Colonel Hutchinson, Mahatma Gandhi, and Iqbal Nath Sarshar are the three saviors who come to save the untouchables from injustice, exploitation, and the stigma of untouchability. Although Bashir is a fascinating guy, he disagrees with Gandhi and Sharshar. Colonel Hutchinson is a diligent and determined missionary. He is driven to convert the untouchables to Christianity, but he is a disaster. His deep knowledge and understanding of Christian theology, theosophy, and theophany play no role in any miracle because he is unfamiliar with Indian culture and tradition. He is a wealthy guy who is fed up with his nagging wife. The characterization of the missionary is the weakest in the story, and it exposes the novelist’s personal dislike of Christian missionaries. It is a mockery of Christian missionaries who live a contradictory existence.

In comparison to the Christian missionary, Mahatma Gandhi’s character is more sublime and divine. It entails some mysticism and divinity. Gandhi appears as a savior for the untouchables, enlightening the uneducated untouchables with his radical and sage teachings on piety, honesty, patriotism, and enormous devotion to the cause of the untouchables and the clown-trodden.
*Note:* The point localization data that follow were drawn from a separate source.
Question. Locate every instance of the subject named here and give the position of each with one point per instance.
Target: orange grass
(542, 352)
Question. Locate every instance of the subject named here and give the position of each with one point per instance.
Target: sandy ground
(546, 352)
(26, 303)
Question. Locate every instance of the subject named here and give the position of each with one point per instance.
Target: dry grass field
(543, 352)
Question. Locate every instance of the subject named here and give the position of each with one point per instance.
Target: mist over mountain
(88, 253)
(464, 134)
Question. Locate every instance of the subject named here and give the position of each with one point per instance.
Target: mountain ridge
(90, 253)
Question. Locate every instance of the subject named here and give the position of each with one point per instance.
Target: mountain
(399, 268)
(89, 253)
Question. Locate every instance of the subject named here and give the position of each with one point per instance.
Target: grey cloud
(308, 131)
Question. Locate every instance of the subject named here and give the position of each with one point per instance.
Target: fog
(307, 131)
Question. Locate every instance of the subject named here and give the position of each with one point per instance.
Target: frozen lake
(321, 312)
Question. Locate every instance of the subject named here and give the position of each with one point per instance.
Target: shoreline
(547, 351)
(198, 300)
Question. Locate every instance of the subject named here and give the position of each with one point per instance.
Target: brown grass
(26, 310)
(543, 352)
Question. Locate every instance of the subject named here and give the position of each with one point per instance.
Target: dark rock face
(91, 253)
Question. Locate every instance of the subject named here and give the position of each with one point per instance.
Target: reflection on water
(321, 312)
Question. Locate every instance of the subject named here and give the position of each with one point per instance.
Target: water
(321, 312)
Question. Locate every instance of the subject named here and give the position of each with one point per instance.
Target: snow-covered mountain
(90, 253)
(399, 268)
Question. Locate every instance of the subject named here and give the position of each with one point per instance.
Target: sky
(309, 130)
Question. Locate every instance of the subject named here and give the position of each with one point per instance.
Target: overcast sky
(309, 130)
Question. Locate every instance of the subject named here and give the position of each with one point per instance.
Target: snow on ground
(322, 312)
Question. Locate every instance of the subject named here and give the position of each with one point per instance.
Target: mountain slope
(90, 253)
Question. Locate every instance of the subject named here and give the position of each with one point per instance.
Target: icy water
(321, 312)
Sarshar, a devout Gandhian with a twist, supports contemporary machines such as the flush system.

He proposes the appliance as a solution to the untouchability problem. Sarshar is really worried about the advancement of untouchables. Bashir’s viewpoints are highly Westernized. With his indigenous spinning wheel, he mocks Mahatma. He is unfamiliar with Gandhian philosophy. In many ways, Iqbal Nath is superior to Bashir. Iqbal is anchored in Indian soil and considers Gandhi as “the most liberating force of our period. He has flaws, but he is fundamentally sound.” R.N. Bashir depicts the westernized Indians who laud and eulogize the English. His portrayal is a parody of the British’s Indian sycophants.